As you likely realized while reading through the above styles, no one of these styles is appropriate for all games and more often than not, a sort of hybrid system becomes ideal. I’m sure you see now why choosing the right stat system for the style of game being developed is extremely important.

CoE:OT’s stat system

So what kind of stat system did we choose to go with for CoE:OT? After weighing the options and considering ease of implementation, we decided to role with a more simplified approach akin to those of more recent TES games. Given that our game is class-based, however, we found that the stat system in Skyrim really didn’t lend itself well to CoE. Similarly, we couldn’t really use the ESO version as-is either, because many of the design choices for that system relied on the multiplayer aspect of the game, and since we are effectively a single player game, we have some different considerations.
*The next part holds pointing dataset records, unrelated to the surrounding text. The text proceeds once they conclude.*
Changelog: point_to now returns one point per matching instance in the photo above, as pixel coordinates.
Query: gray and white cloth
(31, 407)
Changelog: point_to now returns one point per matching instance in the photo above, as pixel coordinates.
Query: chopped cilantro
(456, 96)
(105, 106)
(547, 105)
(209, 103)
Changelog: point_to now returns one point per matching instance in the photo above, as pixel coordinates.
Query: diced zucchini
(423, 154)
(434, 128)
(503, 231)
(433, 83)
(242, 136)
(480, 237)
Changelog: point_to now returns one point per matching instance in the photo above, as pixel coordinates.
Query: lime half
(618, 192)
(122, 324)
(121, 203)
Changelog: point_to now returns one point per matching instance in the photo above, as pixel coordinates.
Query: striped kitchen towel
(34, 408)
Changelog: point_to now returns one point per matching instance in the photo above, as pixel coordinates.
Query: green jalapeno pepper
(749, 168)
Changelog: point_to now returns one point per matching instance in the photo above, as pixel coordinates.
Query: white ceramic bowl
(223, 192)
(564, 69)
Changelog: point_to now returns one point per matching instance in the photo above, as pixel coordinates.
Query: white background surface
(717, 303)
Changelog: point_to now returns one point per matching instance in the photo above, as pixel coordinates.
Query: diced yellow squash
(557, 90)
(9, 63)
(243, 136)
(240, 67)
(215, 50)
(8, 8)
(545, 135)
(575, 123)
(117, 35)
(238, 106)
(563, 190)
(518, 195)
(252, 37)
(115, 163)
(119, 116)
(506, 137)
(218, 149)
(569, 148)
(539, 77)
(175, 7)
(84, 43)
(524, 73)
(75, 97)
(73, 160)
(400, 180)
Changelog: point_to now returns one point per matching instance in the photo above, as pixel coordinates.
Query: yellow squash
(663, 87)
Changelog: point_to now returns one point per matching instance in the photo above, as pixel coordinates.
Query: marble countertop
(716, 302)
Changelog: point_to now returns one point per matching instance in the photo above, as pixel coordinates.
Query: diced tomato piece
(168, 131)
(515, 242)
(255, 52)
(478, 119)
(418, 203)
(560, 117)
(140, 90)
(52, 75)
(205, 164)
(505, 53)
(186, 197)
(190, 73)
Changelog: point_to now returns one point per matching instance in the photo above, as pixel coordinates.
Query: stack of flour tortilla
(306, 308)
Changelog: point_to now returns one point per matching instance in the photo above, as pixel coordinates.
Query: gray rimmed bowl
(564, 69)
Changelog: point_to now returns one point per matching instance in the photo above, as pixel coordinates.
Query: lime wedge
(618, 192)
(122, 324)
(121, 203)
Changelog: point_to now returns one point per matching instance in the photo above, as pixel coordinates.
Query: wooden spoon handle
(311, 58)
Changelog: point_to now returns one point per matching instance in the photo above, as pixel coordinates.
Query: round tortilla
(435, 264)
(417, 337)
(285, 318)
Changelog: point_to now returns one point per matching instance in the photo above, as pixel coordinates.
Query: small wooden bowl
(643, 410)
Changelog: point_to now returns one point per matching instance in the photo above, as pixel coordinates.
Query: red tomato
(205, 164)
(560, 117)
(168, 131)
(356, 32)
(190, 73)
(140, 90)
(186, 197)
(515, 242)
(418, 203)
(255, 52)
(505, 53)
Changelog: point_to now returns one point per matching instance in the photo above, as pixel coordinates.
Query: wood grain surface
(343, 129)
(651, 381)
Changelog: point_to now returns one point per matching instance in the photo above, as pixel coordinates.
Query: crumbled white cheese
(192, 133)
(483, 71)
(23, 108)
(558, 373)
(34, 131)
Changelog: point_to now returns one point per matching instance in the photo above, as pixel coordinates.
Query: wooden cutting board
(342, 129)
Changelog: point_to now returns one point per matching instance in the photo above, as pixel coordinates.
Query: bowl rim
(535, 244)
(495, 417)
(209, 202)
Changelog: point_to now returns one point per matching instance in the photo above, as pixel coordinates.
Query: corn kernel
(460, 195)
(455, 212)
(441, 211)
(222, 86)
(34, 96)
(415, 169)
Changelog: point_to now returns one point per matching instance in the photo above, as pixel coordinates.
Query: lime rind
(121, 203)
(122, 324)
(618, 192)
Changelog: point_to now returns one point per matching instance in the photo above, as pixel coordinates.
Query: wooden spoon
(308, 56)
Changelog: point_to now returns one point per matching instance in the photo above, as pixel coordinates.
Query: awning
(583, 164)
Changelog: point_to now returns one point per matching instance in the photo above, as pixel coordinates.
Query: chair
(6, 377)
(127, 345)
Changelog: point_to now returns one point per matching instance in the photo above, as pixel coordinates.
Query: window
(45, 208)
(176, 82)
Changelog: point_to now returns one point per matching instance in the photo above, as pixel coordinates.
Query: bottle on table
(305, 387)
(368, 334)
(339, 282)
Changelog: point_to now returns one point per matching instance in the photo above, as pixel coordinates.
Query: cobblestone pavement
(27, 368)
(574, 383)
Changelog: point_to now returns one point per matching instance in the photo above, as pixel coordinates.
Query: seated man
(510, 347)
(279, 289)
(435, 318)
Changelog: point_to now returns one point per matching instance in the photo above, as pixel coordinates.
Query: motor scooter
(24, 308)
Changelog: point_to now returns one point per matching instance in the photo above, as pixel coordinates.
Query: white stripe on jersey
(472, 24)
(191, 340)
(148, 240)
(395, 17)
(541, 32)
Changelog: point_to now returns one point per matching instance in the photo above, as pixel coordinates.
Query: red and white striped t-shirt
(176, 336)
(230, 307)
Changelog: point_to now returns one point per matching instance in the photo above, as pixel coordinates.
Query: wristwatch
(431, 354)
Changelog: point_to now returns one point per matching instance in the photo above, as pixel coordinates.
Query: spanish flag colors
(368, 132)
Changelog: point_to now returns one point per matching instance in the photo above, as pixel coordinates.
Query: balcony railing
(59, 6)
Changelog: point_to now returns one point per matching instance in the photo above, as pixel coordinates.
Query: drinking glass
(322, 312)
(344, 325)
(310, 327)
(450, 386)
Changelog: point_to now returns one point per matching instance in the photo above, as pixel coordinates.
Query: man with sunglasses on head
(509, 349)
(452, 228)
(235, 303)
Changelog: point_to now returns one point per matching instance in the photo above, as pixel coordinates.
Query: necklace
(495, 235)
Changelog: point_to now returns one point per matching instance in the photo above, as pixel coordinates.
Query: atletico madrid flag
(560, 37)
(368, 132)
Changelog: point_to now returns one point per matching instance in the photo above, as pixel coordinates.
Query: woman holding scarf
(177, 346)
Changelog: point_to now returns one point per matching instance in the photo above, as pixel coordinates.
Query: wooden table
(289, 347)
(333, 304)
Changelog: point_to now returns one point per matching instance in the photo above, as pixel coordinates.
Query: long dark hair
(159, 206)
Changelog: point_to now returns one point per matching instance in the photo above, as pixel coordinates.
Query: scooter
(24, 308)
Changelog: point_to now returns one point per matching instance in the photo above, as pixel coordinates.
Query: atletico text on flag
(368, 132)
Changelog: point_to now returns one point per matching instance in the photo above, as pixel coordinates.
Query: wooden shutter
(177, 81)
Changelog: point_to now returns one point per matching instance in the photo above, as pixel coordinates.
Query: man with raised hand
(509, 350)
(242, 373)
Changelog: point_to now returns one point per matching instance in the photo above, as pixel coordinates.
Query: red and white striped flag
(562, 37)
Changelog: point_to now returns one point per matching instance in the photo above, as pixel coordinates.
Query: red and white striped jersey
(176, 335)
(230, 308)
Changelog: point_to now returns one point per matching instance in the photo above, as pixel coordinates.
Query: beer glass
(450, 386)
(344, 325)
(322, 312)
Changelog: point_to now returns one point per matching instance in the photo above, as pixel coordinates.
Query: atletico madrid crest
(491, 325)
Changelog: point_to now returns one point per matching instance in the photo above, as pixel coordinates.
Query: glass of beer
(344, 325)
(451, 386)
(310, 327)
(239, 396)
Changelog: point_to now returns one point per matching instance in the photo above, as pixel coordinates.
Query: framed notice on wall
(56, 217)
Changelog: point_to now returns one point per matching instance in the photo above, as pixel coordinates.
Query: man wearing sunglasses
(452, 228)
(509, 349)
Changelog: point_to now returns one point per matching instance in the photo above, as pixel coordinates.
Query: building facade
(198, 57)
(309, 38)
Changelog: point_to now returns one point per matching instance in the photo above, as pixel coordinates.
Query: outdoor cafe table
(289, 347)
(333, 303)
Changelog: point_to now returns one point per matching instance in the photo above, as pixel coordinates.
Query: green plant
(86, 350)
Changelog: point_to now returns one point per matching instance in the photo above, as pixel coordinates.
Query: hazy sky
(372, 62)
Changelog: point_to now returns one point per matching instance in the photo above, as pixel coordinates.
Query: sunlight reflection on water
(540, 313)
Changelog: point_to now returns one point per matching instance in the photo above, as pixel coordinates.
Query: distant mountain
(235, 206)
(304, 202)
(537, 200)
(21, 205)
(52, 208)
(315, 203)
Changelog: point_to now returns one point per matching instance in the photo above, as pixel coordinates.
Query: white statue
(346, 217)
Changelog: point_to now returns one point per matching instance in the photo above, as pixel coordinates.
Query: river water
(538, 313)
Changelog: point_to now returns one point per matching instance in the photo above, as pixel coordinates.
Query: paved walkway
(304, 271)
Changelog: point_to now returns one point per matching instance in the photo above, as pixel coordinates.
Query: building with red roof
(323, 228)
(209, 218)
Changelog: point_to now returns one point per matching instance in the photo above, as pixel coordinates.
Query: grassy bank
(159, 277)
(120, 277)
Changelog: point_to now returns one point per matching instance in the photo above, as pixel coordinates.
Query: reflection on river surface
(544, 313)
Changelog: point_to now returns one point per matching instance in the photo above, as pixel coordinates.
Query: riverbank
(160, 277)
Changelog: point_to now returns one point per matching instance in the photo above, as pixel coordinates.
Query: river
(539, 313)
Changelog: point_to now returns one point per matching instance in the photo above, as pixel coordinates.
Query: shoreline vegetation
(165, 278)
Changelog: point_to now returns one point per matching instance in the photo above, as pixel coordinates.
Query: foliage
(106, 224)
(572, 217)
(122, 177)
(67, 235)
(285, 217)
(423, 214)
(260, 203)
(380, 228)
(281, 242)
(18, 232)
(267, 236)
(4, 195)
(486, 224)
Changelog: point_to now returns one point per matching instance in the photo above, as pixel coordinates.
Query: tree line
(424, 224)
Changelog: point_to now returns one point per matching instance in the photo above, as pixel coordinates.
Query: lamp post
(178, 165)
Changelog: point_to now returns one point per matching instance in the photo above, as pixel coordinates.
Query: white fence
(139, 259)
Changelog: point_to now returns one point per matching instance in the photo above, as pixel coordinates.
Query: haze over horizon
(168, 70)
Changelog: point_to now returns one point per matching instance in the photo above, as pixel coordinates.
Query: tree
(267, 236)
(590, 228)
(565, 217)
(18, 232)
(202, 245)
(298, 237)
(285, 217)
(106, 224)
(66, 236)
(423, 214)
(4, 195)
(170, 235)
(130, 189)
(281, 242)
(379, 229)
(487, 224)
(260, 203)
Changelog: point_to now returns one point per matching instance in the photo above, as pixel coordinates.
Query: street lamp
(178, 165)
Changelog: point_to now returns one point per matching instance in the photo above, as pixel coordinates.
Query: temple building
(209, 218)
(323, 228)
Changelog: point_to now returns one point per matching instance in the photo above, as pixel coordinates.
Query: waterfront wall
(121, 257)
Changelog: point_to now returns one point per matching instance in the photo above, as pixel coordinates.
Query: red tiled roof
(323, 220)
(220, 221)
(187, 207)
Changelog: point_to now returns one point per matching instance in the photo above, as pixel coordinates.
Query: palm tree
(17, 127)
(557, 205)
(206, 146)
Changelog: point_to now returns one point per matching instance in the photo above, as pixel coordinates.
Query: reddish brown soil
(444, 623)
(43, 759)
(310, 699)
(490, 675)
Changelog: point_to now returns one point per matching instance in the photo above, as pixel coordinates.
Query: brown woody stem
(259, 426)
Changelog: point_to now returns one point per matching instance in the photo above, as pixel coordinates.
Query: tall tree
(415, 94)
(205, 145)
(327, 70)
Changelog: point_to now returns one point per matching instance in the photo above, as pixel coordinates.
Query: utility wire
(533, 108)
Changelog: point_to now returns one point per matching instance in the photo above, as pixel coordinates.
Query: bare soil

Ultimately, we chose to go with a sort of hybrid approach. Similar to ESO, characters will have three primary “resources”: Health, Magic, and Stamina. However the way that these resources influence various abilities will be somewhat different and players will likely find focusing all of their points in one stat will rarely make sense. Also similar to TES games in general, gear will play a large role in a character’s abilities. Given the intended depth of the crafting system, we expect that these two facets alone will provide more than enough flexibility to satisfy the more hardcore games, while the still being simple enough for the new or casual gamer to ease into as they wish. Another aspect that we had to consider was how we can make these stats relevant outside of just combat. This dips into a bit of the beneifts of the “complex” systems mentioned above, but given the focus on roleplay that is intended for this game, at least some degree of out of combat influence is required. Admittedly, this is a facet of the system that we are still experimenting with, and haven’t quite nailed down yet. As time goes on, I am sure you will see more updates in this regard.

A Balancing Act

The final piece to consider when devising a stat system (and probably the most important) is combat balance. This is a facet of game design that has been on designers’ minds from the very beginning, and ends up being extremely game dependant. How do you make a system that is designed for both casual and hardcore gamers alike still be fun for both audiences? If you only design the game for the casual audience, then once the more hardcore players finish optimizing their builds, they will essentially steam roll everything. That’s not very fun. =( On the other hand, if you design the game for the hardcore gamer then no matter how good your stat system is, casual players are going to get stomped and probably give up in frustration. Again, this is not good. What is needed is a way to balance the game for both audiences and as it turns out, this is no easy task.

Currently, we are experimenting with the concept of dynamic difficulty. Essentially scaling the game’s difficulty based on the player themselves. This might not turn out to be the final approach, but it’s an interesting concept that we see as having potential, so we want to experiment with it a bit more while we are still in the design phase and don’t get too far into development.